Man darf sich keine falschen Vorstellungen machen: Die Ergebnisse des Südsudan-Friedensabkommens sind noch zu zerbrechlich, als dass wir sie als selbstverständlich ansehen dürfen. Es gibt noch sehr viele Herausforderungen, damit der Frieden unumkehrbar wird. Es gibt insgesamt sieben Aufgaben für die kommenden Tage und Monate: Erstens muss es im Süden Gespräche mit anderen Gruppen geben, die in Naivasha nicht teilgenommen haben. So kann sichergestellt werden, dass auch sie sich an die Friedensvereinbarung halten werden. Zweitens muss der Darfur-Konflikt schnell gelöst werden, andernfalls werden die Ergebnisse von Naivasha ernsthaft gefährdet. Drittens müssen auch die Konflikte im Osten und Norden des Landes angegangen werden. Die neue Regierung sollte eine nationale Konferenz einberufen, an der alle Seiten teilnehmen. Viertens müssen die sechs Millionen Vertriebenen und Flüchtlinge in ihre Heimat zurückkehren können. Fünftens müssen die Kämpfenden entwaffnet und in die Gesellschaft wieder eingegliedert werden. Ihnen muss dabei geholfen werden, sich wieder an ein ziviles Leben zu gewöhnen. Dafür benötigen sie Arbeitsplätze. Die Erfahrung zeigt, dass Programme zur Entwaffnung und Wiedereingliederung oft nicht erfolgreich sind und ehemalige Kämpfer sich nicht mehr integrieren lassen, wenn sie keine Chance erhalten, ihren Lebensunterhalt selbst zu bestreiten. Sechstens leidet die Bevölkerung weiter, weil überall im Sudan Minen vergraben sind. Hier muss rasch Abhilfe geschaffen werden, sonst können die Menschen nicht zurückkehren. Siebtens steigt durch die Aussicht auf Frieden der Anspruch auf Entwicklungshilfe. Diese Erwartung muss erfüllt werden. Geberländer müssen ihre Hilfe aufrechterhalten. Besonders wichtig ist eine nachhaltige Entwicklung, um den wichtigsten Grund für Konflikte - die Armut - bekämpfen zu können.

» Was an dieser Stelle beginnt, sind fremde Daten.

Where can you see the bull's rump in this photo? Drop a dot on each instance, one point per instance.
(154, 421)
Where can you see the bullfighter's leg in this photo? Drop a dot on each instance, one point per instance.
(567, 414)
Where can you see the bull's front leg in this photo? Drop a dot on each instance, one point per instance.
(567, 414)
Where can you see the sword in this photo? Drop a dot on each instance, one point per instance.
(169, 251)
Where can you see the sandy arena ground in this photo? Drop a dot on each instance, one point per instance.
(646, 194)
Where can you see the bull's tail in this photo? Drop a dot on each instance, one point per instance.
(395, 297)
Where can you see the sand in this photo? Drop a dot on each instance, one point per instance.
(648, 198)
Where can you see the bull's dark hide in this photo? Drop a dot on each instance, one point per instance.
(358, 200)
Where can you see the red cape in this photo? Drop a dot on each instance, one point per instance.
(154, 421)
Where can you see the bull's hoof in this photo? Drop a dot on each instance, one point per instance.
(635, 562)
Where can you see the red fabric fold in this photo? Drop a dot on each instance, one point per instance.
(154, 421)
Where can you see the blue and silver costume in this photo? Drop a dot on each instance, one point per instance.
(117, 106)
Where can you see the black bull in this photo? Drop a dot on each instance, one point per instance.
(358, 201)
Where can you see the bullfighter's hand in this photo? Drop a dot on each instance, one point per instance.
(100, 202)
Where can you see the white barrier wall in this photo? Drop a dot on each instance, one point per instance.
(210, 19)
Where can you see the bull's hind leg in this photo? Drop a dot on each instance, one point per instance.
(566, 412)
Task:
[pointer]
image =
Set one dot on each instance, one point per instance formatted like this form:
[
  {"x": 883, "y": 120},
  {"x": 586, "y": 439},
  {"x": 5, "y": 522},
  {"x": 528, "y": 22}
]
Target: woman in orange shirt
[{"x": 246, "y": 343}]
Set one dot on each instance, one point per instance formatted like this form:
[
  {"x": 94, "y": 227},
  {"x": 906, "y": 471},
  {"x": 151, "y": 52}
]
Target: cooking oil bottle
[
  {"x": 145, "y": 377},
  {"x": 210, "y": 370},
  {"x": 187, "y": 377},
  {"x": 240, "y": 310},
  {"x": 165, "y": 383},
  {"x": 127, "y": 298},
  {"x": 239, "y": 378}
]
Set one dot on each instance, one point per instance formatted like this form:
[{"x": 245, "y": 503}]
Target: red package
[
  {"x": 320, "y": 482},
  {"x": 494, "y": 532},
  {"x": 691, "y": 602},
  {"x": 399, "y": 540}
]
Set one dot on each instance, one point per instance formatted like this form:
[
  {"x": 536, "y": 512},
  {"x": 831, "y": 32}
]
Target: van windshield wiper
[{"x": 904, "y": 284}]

Die Vereinten Nationen sind bereit, schnell zu handeln, nachdem das Friedensabkommen jetzt unterzeichnet worden ist. Sie werden bald eine Unterstützungsmission im Land einrichten. Die Aufgabe ist gewaltig. Der Sicherheitsrat muss sein Vorgehen hinsichtlich der Situation im Sudan überdenken. Eine umfassende Strategie ist nötig, um die komplexe Situation im Sudan auf eine feste Grundlage zu stellen. Die politisch Verantwortlichen im Sudan müssen sich dieser Herausforderung stellen. Sie haben die Verantwortung, um die Erwartungen ihres Volkes zu erfüllen. Sie müssen zeigen, dass sie den Kampf um den Frieden gewinnen können, und sie müssen auch erkennen, dass noch ein langer Weg vor ihnen liegt, bevor ein endgültiger Erfolg erzielt wird.

Der Autor ist Sonderbeauftragter des UNO-Generalsekretärs für Sudan.